Just outside of Rotterdam in the Netherlands, there is a small island township called Spijkenisse that's criss-crossed with imaginary bridges. But how can bridges be imaginary when they physically exist? You steal their designs from the Euro.
In the latest episode of his ongoing series, Things You Might Not Know, YouTube personality Tom Scott explains the curious history of Spijkenisse bridges:
When the European Central Bank was first designing the Euro back in 2002, it decided to put bridges on bank notes as a symbol of the link between all E.U. countries. The only problem was that there were 12 E.U. member nations at the time, but only seven bank notes. So they hired Austrian designer Robert Kalina to come up with seven fictional bridges to put on every European note. Now no one could be offended by exclusion.
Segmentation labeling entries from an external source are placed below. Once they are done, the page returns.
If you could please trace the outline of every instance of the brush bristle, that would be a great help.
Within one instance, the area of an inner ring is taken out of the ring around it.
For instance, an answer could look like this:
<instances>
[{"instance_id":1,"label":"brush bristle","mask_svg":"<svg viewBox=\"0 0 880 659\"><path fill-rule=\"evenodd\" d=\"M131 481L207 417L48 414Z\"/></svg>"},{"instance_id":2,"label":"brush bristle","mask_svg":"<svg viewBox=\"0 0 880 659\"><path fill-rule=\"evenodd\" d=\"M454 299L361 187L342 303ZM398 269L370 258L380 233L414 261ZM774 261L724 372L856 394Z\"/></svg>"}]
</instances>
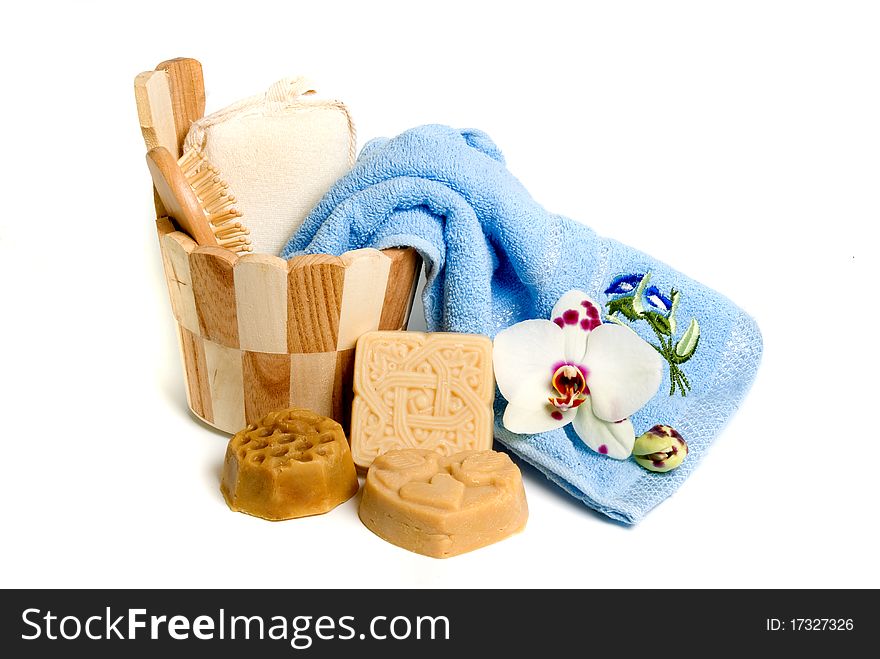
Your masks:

Kalina did a good job. He designed each bridge's style to reflect a different period in architecture, from the Classical and Romanesque architecture of the 5- and 10-Euro notes, to the Art Nouveau and Modern styles of the 200- and 500-Euro bills, respectively. These bridges were sort of abstract, designed with weird lines and vibrant colors that played well on print, but that's okay: it's not like these bridges were ever going to be built. Except Spijkenisse did! The town hired artist Robin Stam to bring the bridges to life in 2011, single-handedly claiming all of the Euro's imaginary bridges for the Dutch.
I'm inspired. Anyone else want Washington, D.C., to take a page out of Spijkenisse's book and build a real-life version of the dollar bill's cyclops-capped Freemason pyramid?